At one point a person representing a CLEC raised his hand and asked if the FCC will help CLECs or put them out of business. He further implied that Chairman Powell started the snowball of CLEC elimination (presumably this referred to the retraction of the UNE-P rules).

Upon hearing this, the crowd broke out into spontaneous applause and it was unclear in Chairman Martin heard the applause as he seemed to talk through it. Perhaps this was a wise move by Martin as I got the feeling the cheering could have gone on for the better part of the day if nothing stopped it. It is unclear what he said in full as his words were muffled by applause, but he mentioned that the FCC is trying to have consistent regulatory guidelines that ensure providers can upgrade broadband networks all the way to consumer’s houses.

They are trying to find a balance for the local exchange carriers and providers. In his answer the Chairman mentioned new technologies such as wireless, satellite and powerline as serious competitive broadband technologies.

At this point the idea of wireless competition came up. The question posed to Martin was as follows: Is wireless really a competitive technology or is it complementary? This question is based on the fact that the majority of wireless providers are owned by the incumbent providers.

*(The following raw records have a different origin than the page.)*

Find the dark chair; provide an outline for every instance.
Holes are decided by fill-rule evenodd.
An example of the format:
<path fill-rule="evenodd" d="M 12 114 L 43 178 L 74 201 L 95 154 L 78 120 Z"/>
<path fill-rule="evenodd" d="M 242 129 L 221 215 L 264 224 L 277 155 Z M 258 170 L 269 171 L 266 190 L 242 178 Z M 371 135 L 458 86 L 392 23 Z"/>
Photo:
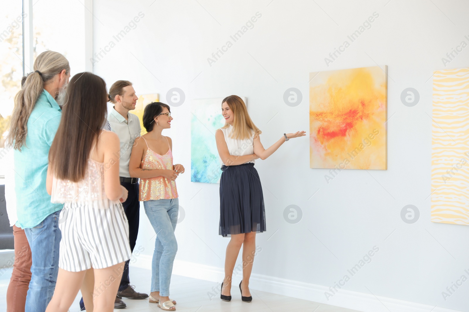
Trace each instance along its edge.
<path fill-rule="evenodd" d="M 5 185 L 0 185 L 0 249 L 14 249 L 13 228 L 7 214 L 7 203 L 5 201 Z"/>

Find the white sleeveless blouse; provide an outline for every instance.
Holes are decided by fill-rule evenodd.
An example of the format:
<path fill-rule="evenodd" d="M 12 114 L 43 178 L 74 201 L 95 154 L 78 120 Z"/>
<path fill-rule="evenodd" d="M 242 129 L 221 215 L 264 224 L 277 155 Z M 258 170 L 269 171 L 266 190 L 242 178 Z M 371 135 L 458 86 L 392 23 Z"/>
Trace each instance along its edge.
<path fill-rule="evenodd" d="M 104 190 L 104 164 L 88 159 L 88 168 L 83 180 L 78 182 L 57 179 L 52 180 L 51 202 L 54 203 L 78 203 L 106 209 L 119 201 L 113 202 Z"/>
<path fill-rule="evenodd" d="M 230 137 L 230 134 L 233 131 L 233 126 L 231 124 L 229 125 L 228 128 L 220 128 L 220 130 L 223 132 L 225 136 L 225 141 L 227 142 L 227 145 L 228 146 L 228 151 L 230 155 L 233 156 L 244 156 L 245 155 L 251 155 L 254 153 L 254 135 L 244 140 L 239 140 L 232 138 Z M 221 161 L 221 160 L 220 160 Z M 255 163 L 254 160 L 250 161 L 247 161 L 245 163 L 252 162 Z M 223 163 L 222 161 L 221 164 Z"/>

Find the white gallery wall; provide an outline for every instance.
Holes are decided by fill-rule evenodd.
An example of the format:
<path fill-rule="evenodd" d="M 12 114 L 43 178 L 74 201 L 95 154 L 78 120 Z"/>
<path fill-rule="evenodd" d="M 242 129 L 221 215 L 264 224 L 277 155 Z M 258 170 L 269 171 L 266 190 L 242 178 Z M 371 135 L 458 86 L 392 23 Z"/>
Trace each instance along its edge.
<path fill-rule="evenodd" d="M 342 170 L 326 181 L 329 169 L 310 168 L 308 137 L 256 160 L 267 231 L 257 237 L 253 294 L 270 291 L 374 312 L 469 311 L 469 281 L 461 280 L 469 278 L 469 227 L 431 223 L 430 196 L 431 76 L 469 66 L 469 47 L 461 47 L 469 44 L 469 1 L 94 0 L 92 10 L 93 71 L 108 87 L 128 80 L 137 94 L 159 93 L 164 102 L 174 87 L 185 95 L 163 132 L 173 139 L 175 163 L 186 168 L 177 180 L 185 216 L 176 230 L 174 273 L 213 280 L 218 288 L 229 240 L 218 235 L 219 185 L 190 182 L 193 100 L 247 97 L 268 146 L 284 132 L 309 135 L 310 72 L 387 65 L 387 170 Z M 373 22 L 364 24 L 370 16 Z M 362 26 L 352 42 L 348 36 Z M 243 26 L 235 42 L 230 36 Z M 330 56 L 346 41 L 349 46 Z M 446 53 L 458 46 L 462 51 L 450 59 Z M 290 87 L 303 95 L 296 107 L 284 102 Z M 420 95 L 413 107 L 401 101 L 408 87 Z M 420 213 L 413 224 L 401 218 L 408 204 Z M 301 209 L 297 223 L 284 217 L 289 205 Z M 155 233 L 143 205 L 141 213 L 133 264 L 150 268 Z M 357 264 L 352 275 L 348 270 Z M 341 289 L 329 290 L 346 275 Z"/>

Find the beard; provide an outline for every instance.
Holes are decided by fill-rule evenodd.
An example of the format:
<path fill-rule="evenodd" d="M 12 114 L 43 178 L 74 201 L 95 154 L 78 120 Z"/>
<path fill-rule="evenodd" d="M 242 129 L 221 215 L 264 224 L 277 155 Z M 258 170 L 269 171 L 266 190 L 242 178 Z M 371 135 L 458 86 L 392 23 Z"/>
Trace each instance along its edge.
<path fill-rule="evenodd" d="M 67 102 L 68 102 L 68 94 L 67 92 L 67 87 L 68 86 L 68 83 L 66 82 L 64 83 L 63 86 L 56 92 L 57 94 L 54 97 L 54 99 L 55 100 L 57 104 L 61 107 L 64 106 L 67 104 Z"/>
<path fill-rule="evenodd" d="M 135 109 L 135 108 L 134 107 L 132 102 L 125 102 L 122 101 L 122 106 L 126 109 L 129 109 L 129 110 L 132 110 L 132 109 Z"/>

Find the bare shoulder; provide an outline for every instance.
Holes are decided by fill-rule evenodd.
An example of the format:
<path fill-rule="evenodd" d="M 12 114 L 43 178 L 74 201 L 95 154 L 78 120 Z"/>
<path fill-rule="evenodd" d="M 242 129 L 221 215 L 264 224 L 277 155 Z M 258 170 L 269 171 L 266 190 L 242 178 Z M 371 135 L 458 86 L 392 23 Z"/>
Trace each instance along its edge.
<path fill-rule="evenodd" d="M 223 133 L 223 131 L 221 129 L 217 130 L 216 132 L 215 132 L 215 135 L 217 138 L 225 137 L 225 134 Z"/>
<path fill-rule="evenodd" d="M 98 144 L 103 146 L 110 147 L 115 145 L 119 145 L 120 144 L 119 137 L 112 131 L 103 130 L 99 135 L 99 142 Z"/>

Perhaps this answer was his best one. Martin said that if there is a dominant wireless provider in one area there are four other competitive platforms or providers competing for those customers. In addition there are WiFi initiatives from companies like Google and Yahoo!

He further went on to touch on whether wireless is a deficient technology when compared to wired broadband. This point was not followed through on.

At this point he Chairman of Comptel asked if we will eventually end up with a single service provider. This of course is in reference to companies such as SBC/AT&T and Verizon gobbling up service providers at will. He mentioned how many hundreds of thousands of jobs would be at stake if this were to happen.

Martin mentioned he doesn’t have insight into the plans of the service providers. And in my opinion the FCC’s job is not really about protecting jobs anyway. They are supposed to do what is best for consumers.

I was very impressed by what Chairman Martin had to say and the fact that he showed up at such a conference to speak in the first place. At the same time I came away realizing that the FCC seems satisfied with a few strong competitors and is not necessarily interested in a market where hundreds or thousands of broadband providers exist.

If I were a betting man I would guess that Chairman Martin will let more and more acquisitions take place and he will be happy to see a single LEC — we may as well just call this entity the new/old AT&T as well as a single cable company.

Martin seems to really favor a handful of strong competitors and he wants them to be able to build out better broadband networks to the home. If you follow this logic further, he is potentially against net neutrality as well.